Gesù è stato addirittura chiamato Belzebù: Ba‘al zebul, il Padrone del palazzo, è una divinità pagana identificata con il demonio e ridicolizzata trasformandola in Ba‘al zebub, il Signore delle mosche. Tanto più saranno disprezzati i suoi domestici.

Non sono gli uomini da temere, ma Dio

Questa è la premessa; la conseguenza è che il discepolo non deve aver timore di evangelizzare perché la verità intima del Vangelo deve essere proclamata a tutti. Il Padre celeste, che ha cura delle più piccole delle sue creature e che conosce persino il numero dei capelli del nostro capo, a maggior ragione avrà cura di ciascuno di noi.

Non sono dunque gli uomini da temere, ma Dio: gli uomini possono tutt’al più uccidere il corpo, soltanto Dio potrebbe lasciar andare in perdizione e corpo e anima nell’inferno.

Come si spiega l’inferno?

Il nome usato per indicare l’inferno è «Geenna», dal nome della valle di Ge Hinnon dove anticamente venivano consumati dal fuoco sacrifici umani e dove più recentemente si bruciavano, in un fuoco che non si spegneva mai, i rifiuti. È l’immagine simbolica di una perdizione in cui l’anima non trova Dio perché non lo vuole.

Secondo C.S. Lewis, il motto dell’inferno è «Io sono mio». La scelta definitiva del proprio Ego anziché dell’amore pietrifica l’uomo in una chiusura che non lascia più spazio alla Misericordia.

La misericordia universale di Dio è evidente, ma esigente: chiede una risposta radicale. La tolleranza odierna tende a confondere la misericordia col buonismo, la carità con il lassismo. La sequela richiesta al cristiano è drastica e pretende coraggio: rinnegare Gesù è rinnegare se stessi, impedire di riconoscerci in lui.

Drasticità del Vangelo

La parola del Vangelo è fuoco e fermento, crea divisione se necessario, persino tra i familiari. Il fuoco e la spada con cui il Vangelo sconvolge la storia non sono il conflitto dovuto all’odio, ma la radicalità dovuta all’amore: un amore così grande che deve superare anche quello naturale, il vincolo di sangue. Ossia, richiede di passare dall’amore umano (philia) alla carità divina (agape). E questa radicalità è così drastica che comporta persino il passare per la croce: per la prima volta si menziona lo stauros che i romani chiamavano furca, qui ancora nel senso generico di supplizio.
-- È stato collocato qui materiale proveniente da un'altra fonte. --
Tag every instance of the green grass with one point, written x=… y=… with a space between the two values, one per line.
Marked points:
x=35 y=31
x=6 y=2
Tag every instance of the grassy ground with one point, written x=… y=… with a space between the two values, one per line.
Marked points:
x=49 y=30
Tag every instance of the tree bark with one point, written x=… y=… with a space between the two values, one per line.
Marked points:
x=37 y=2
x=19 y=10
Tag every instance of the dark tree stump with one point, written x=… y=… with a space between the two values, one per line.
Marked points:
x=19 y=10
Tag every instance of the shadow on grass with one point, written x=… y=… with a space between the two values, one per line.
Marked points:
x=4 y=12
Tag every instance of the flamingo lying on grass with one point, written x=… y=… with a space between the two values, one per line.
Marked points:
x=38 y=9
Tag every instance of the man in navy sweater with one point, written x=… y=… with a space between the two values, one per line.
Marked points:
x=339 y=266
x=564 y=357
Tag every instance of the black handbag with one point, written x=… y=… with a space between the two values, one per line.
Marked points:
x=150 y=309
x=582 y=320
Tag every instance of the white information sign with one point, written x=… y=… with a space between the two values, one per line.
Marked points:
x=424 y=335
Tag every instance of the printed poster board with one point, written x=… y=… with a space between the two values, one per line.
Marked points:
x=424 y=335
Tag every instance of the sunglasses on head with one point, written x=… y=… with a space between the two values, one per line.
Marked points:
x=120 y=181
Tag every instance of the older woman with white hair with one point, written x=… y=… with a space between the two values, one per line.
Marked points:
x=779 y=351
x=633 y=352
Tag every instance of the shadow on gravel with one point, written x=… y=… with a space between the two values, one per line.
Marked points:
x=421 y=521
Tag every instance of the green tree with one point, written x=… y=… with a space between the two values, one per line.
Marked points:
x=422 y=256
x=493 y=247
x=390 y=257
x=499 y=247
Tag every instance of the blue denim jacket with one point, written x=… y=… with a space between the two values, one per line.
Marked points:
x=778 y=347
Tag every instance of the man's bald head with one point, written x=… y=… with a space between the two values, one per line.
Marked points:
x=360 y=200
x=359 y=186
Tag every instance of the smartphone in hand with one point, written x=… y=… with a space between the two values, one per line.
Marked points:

Questo amore supera l’attaccamento agli affetti familiari e supera anche l’attaccamento alla propria vita. Infatti la vera perdita non è quella della vita fisica, ma quella della vita spirituale. Per salvare la vita vera, si può anche passare attraverso la perdita dell’esistenza terrena. Questo detto di Gesù, «Chi trova la sua vita la perderà…», è il più citato nei Vangeli in cui ricorre ben sei volte, quindi è quello che meglio di altri ne caratterizza l’insegnamento.

Il martirio quotidiano

Al discepolo è chiesta dunque una ferma risposta di fronte alla croce, ma non pensiamo che si tratti solo del grande martirio, del gesto eroico. Difficoltà, stanchezze, fallimenti, umiliazioni, mancanza di risultati visibili sono all’ordine del giorno e ogni giorno interpellano la nostra fedeltà. La via della croce è anche la piccola via di S. Teresa di Lisieux, dove la grandezza dell’anima è fatta delle cose più piccole che si possano immaginare: «Raccattare una spilla per amore può convertire un’anima», diceva. Lo spillo è quanto di più piccolo, tra gli utensili, esista; è con grande concretezza che la piccola Santa, dottore della Chiesa, ammonisce: «Prima di morire troncate dalla spada, facciamoci uccidere a colpi di spillo…».

La vita non è frutto di rapina ma dono: solo donandola si può ottenere. Chi si dona si identifica col Cristo e merita la stessa ricompensa. «Piccoli» sono i discepoli di fronte alla grandezza del mondo; chi li accoglierà anche solo con un bicchiere di acqua («fresca», precisa Matteo che pensa al clima torrido della Palestina) avrà accolto il Signore in persona, e ne avrà la sua rimunerazione.

Anche se i gesti di carità non sono fatti per avere un premio, ma sono disinteressati, ottengono ugualmente la felicità di chi li compie, perché realizzano la vita nel modo più autentico.